Bring Wellness to Your Workplace
Not convinced? These four reasons should whet your appetite for a scrumptious wellness initiative:
- Increased employee satisfaction
To be well is to be happy. Who doesn’t love the feeling after a great workout? But with a corporate wellness program, the satisfaction boost spreads well beyond the gym.
The 2016 Aflac Workforces report found that employees who are offered wellness programs tend to report higher job satisfaction and be happier with their employers.

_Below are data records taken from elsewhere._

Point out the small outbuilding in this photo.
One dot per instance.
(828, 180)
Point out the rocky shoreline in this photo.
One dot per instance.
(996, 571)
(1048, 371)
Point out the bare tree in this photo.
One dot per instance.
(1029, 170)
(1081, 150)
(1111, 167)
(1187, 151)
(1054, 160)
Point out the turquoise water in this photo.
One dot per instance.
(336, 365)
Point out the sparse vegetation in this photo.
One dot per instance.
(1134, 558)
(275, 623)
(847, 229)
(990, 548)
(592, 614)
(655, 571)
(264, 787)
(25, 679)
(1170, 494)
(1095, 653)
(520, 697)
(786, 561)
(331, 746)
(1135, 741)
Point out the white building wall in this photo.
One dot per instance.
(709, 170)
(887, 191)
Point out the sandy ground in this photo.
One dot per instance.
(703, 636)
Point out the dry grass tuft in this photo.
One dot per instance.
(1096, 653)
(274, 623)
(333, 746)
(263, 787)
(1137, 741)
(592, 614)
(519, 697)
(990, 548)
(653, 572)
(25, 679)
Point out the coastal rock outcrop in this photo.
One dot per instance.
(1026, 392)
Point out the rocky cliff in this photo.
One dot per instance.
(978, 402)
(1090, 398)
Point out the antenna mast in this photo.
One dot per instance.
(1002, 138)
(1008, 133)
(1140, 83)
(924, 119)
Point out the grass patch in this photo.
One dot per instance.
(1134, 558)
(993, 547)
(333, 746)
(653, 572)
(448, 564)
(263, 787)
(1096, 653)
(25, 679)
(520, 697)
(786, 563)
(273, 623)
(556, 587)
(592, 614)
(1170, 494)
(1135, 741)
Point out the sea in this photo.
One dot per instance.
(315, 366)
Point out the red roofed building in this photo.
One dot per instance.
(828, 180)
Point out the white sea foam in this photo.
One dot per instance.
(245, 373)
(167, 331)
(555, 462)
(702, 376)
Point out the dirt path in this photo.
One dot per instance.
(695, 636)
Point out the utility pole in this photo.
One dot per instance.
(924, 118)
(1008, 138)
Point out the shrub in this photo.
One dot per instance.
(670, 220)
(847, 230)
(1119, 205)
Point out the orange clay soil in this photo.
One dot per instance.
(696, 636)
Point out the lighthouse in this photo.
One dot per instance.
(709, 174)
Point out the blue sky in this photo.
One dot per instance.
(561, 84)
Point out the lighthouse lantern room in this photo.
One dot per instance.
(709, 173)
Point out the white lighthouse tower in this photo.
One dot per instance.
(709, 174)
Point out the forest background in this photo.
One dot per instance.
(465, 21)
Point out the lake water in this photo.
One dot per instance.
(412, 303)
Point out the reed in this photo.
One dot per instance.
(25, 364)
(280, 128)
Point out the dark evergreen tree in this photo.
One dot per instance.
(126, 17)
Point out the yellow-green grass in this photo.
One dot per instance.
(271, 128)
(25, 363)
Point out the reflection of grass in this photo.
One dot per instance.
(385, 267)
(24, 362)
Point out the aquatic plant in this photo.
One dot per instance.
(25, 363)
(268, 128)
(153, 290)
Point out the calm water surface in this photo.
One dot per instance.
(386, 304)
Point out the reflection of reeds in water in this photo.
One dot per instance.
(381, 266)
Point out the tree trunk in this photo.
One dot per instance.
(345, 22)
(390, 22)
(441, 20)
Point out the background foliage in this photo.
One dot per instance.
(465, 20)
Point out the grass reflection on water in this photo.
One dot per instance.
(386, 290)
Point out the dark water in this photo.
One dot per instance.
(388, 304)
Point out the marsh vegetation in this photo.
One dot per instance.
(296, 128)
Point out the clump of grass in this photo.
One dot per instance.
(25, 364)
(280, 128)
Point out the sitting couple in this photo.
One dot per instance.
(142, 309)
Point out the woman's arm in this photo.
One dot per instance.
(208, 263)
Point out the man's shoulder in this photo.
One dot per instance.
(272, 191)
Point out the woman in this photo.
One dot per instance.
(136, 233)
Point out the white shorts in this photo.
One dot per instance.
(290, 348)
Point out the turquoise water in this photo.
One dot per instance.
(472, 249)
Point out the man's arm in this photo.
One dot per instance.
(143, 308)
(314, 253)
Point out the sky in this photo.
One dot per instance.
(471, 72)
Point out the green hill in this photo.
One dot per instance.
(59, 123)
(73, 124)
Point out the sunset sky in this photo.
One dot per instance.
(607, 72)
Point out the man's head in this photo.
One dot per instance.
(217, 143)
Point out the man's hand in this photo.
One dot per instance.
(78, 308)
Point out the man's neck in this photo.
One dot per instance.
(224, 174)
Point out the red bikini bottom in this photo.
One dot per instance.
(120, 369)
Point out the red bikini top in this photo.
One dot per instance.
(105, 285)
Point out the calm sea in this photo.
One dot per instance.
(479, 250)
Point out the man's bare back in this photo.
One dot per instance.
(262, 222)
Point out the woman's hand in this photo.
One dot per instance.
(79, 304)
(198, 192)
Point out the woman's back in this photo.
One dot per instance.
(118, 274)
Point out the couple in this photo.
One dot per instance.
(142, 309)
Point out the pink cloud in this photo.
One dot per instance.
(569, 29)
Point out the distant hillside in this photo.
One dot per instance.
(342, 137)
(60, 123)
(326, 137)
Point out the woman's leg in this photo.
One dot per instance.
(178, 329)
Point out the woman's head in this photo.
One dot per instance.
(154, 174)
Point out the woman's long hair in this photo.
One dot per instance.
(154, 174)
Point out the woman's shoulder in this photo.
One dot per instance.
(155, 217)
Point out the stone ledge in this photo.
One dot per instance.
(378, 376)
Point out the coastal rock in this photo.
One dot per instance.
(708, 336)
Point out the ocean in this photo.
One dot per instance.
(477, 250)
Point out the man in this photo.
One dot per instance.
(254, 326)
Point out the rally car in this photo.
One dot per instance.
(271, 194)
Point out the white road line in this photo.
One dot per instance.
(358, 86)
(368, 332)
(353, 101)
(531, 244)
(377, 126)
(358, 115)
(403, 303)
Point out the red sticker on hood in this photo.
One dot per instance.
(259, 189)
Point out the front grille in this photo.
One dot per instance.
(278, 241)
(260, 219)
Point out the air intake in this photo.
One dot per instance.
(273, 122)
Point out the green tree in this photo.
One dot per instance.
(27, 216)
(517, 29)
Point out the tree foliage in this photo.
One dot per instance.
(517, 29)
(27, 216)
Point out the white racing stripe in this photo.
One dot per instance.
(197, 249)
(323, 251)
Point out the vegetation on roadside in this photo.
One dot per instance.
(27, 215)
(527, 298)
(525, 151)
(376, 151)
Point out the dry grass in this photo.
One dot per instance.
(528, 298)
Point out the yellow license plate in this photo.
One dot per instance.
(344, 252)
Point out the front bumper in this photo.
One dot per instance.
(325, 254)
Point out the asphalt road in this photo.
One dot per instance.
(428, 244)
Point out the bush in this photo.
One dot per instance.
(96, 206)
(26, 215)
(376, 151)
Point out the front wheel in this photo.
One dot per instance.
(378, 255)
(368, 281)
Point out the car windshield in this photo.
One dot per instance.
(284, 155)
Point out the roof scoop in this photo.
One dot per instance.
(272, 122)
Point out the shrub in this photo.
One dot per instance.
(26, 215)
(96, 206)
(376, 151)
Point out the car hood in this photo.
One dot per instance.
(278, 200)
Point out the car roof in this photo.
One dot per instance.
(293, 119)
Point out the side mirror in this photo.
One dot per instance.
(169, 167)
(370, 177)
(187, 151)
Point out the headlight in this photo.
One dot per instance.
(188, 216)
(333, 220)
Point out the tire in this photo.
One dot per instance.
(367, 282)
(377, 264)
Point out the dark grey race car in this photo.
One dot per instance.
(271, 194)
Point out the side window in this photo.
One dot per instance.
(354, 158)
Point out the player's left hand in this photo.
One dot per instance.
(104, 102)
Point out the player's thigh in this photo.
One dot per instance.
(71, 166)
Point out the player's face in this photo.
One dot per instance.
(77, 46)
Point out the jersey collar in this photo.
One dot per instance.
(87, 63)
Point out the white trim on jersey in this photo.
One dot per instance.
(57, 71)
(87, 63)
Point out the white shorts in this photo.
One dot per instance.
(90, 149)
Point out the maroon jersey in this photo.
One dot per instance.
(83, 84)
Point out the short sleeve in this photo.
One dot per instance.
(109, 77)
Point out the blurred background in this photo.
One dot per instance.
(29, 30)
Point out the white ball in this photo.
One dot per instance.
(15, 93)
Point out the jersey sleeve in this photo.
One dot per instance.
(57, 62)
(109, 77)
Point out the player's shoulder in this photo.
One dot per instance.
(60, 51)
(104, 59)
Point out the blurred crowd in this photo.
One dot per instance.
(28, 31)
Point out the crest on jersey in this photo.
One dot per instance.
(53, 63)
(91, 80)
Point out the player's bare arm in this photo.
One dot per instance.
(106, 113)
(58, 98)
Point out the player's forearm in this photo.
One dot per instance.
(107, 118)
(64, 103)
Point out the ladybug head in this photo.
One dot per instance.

Psst — this also has financial perks. Employees who are happier perform better, and increased performance equals a better bottom line. With a healthier and more engaged workforce, you’ll see a decrease in absenteeism and spend less on sick pay.
- Boosted savings and ROI
Organizations consistently see return on their wellness programs. One case study conducted by the National Business Coalition on Health revealed a $3 return for every $1 spent on a wellness initiative at the University of Louisville, while a Harvard Business Review article reported one company enjoyed a $6 return for every dollar spent.
In practice, wellness programs can save companies millions. Johnson & Johnson estimated wellness programs have saved the company $250 million on healthcare costs over the past decade, resulting in a $2.71 return for every dollar spent. Since 1995, the amount of J&J smokers decreased by more than two-thirds, and the amount of workers with high blood pressure or who led sedentary lifestyles decreased by more than 50 percent.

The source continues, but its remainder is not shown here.